No, that’s not what I’d say (and again, sorry that I’m finding it hard to communicate about this clearly). This isn’t necessarily making a clear material difference in what we’re willing to fund in many cases (though it could in some), it’s more about what metrics we hold ourselves to and how that leads us to prioritize.
I think we’d fund at least many of the scholarships from a pure cost-effectiveness perspective. We think they meet the bar of beating the last dollar, despite being on average less cost-effective than 80k advising, because 80k advising doesn’t have enough room for funding. If 80k advising could absorb a bunch more orders of magnitude of funding with no diminishing returns, then I could imagine us not wanting to fund these scholarships from a cost-effectiveness perspective but wanting to fund them from a time-effectiveness perspective.
A place where it could make a material difference is if I imagine a hypothetical generalist EA asking what they should work on. I can imagine them noting that a given intervention (e.g. mentoring a few promising people while taking a low salary) is more cost-effective (and I think cost-effectiveness is often the default frame EAs think in), and me encouraging them to investigation whether a different intervention allows them to accomplish more with their time while being less cost-effective (e.g. setting up a ton of digital advertising of a given piece of written work), and saying that right now, the second intervention might be better.
My personal reading of the post is that they think the scholarship decisions don’t take up a lot of time, relative to 80k advisory stuff.

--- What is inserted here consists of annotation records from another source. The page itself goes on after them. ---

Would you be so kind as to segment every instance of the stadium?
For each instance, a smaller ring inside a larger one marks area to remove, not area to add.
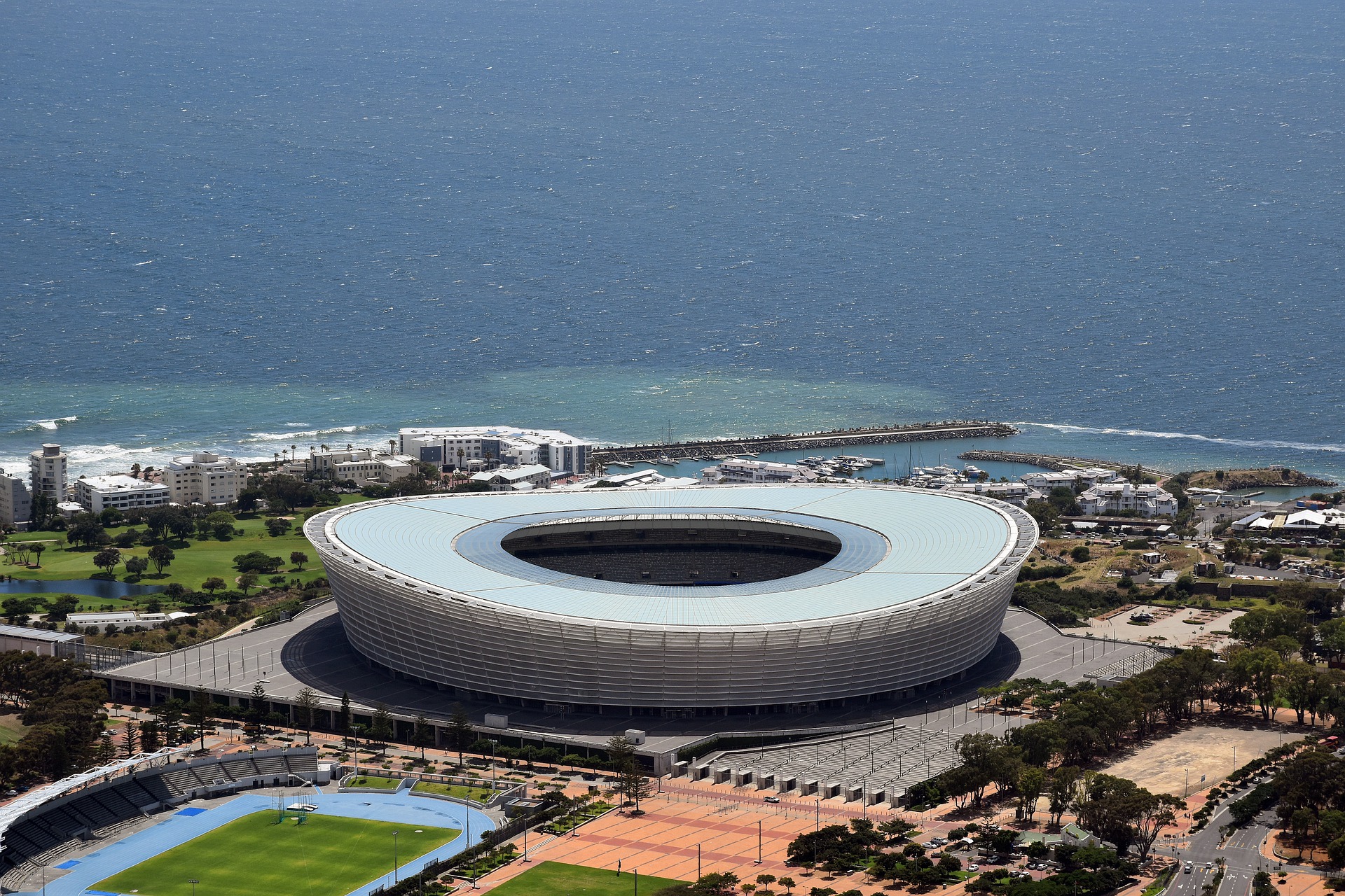
[[[352,647],[464,699],[726,715],[898,699],[995,645],[1032,517],[898,486],[390,498],[319,513]]]

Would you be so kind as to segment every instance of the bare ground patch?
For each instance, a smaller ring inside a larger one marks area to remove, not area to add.
[[[1103,771],[1128,778],[1150,793],[1181,797],[1188,775],[1188,793],[1205,790],[1279,743],[1280,735],[1274,728],[1196,725],[1142,747]]]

what are your thoughts on “going one meta-level up” and trying to build the meta space? Specifically creating opportunities like UGAP, the GCP internships, or running organisers’ summits to get more and better community builders? I’m unsure but I thought this might be at odds with some of the points you raised, e.g., that we might neglect object-level work and its community-building effect. I’d love to hear your thoughts!
I’m interested in and supportive of people running different experiments with meta-meta efforts, and I think they can be powerful levers for doing good. I’m pretty unsure right now if we’re erring too far in the meta and meta-meta direction (potentially because people neglect the meta effects of object-level work) or should go farther, but hope to get more clarity on that down the road.